L’aumento dei marchi in un settore che vedeva pochissimi produttori e, sostanzialmente, un unico standard, ha portato ad una maggiore varietà di geometrie. Al tempo stesso la nascita dei sistemi a perno passante ha aperto altre prospettive e altri standard. In questo modo quando si decide di sostituire la guarnitura della propria bicicletta non si deve fare solo attenzione alla compatibilità della dentatura, ma anche alla compatibilità del movimento centrale. Anche con il perno passante, di forma specifica per ogni sistema (il perno, di fatto, è inserito sulla guarnitura - nel caso di Campagnolo anche sulla pedivella sinistra) ci possono essere personalizzazioni diverse grazie a produttori terzi di accessori.
Perno quadro
Una volta i perni del movimento centrale erano tutti così. Quello Campagnolo (Iso) è leggermente differente da quello Shimano (Jis). Il perno è leggermente conificato e scambiare le parti rischia di portare a montaggi non perfetti.
Perno a Stella
Si tratta di un perno dotato di un innesto più complesso rispetto al sistema quadrato. Il fine è di aumentare la rigidità del sistema aumentando la superficie di contatto tra perno e pedivelle.
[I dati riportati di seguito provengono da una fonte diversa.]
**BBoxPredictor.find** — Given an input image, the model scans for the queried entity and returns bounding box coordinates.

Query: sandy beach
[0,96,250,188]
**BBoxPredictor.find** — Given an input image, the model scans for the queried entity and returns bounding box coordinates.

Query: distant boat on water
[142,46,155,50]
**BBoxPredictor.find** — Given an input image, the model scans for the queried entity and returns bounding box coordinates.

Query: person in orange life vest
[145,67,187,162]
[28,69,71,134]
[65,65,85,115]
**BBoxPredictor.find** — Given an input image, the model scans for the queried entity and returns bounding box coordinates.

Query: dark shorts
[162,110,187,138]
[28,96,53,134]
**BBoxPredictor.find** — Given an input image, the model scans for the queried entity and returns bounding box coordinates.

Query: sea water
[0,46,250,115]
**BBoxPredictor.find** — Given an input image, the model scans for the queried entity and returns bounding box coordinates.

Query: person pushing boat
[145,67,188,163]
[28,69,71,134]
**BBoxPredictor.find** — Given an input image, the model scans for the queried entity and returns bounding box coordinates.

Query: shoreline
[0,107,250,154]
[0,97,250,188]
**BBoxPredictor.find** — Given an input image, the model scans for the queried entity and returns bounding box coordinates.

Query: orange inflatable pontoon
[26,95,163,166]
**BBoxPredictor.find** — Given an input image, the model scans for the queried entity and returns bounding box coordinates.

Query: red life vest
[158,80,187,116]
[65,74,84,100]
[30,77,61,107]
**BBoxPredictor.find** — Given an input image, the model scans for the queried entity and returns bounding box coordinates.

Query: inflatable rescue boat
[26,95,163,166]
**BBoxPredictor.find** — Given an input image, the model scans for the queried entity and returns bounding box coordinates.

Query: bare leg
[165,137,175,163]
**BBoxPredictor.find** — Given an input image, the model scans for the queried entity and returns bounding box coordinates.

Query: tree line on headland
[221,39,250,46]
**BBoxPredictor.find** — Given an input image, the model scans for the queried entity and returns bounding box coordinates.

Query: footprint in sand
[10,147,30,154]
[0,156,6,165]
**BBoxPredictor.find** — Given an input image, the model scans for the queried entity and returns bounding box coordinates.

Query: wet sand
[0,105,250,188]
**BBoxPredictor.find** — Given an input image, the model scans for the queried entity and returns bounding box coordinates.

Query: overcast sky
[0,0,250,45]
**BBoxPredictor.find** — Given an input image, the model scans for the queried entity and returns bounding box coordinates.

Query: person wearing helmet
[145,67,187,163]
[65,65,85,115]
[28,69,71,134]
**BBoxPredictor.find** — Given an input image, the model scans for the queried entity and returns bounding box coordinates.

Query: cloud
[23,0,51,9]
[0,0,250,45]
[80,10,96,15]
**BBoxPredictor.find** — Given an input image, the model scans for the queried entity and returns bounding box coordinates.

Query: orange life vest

Di questa serie fanno parte i perni Octalink di Shimano e l’Isis drive di Fsa.
Perno passante
L’evoluzione più moderna del movimento centrale ha portato a posizionare esternamente alla scatola del movimento centrale i cuscinetti di rotazione offrendo una maggiore base e quindi rigidità. Il perno, come abbiamo detto, è innestato nella guarnitura e va ad unirsi direttamente alla pedivella opposta. Il movimento è permesso da cartucce che vengono avvitate sulla scatola del movimento centrale e sono dedicate per ciascun sistema.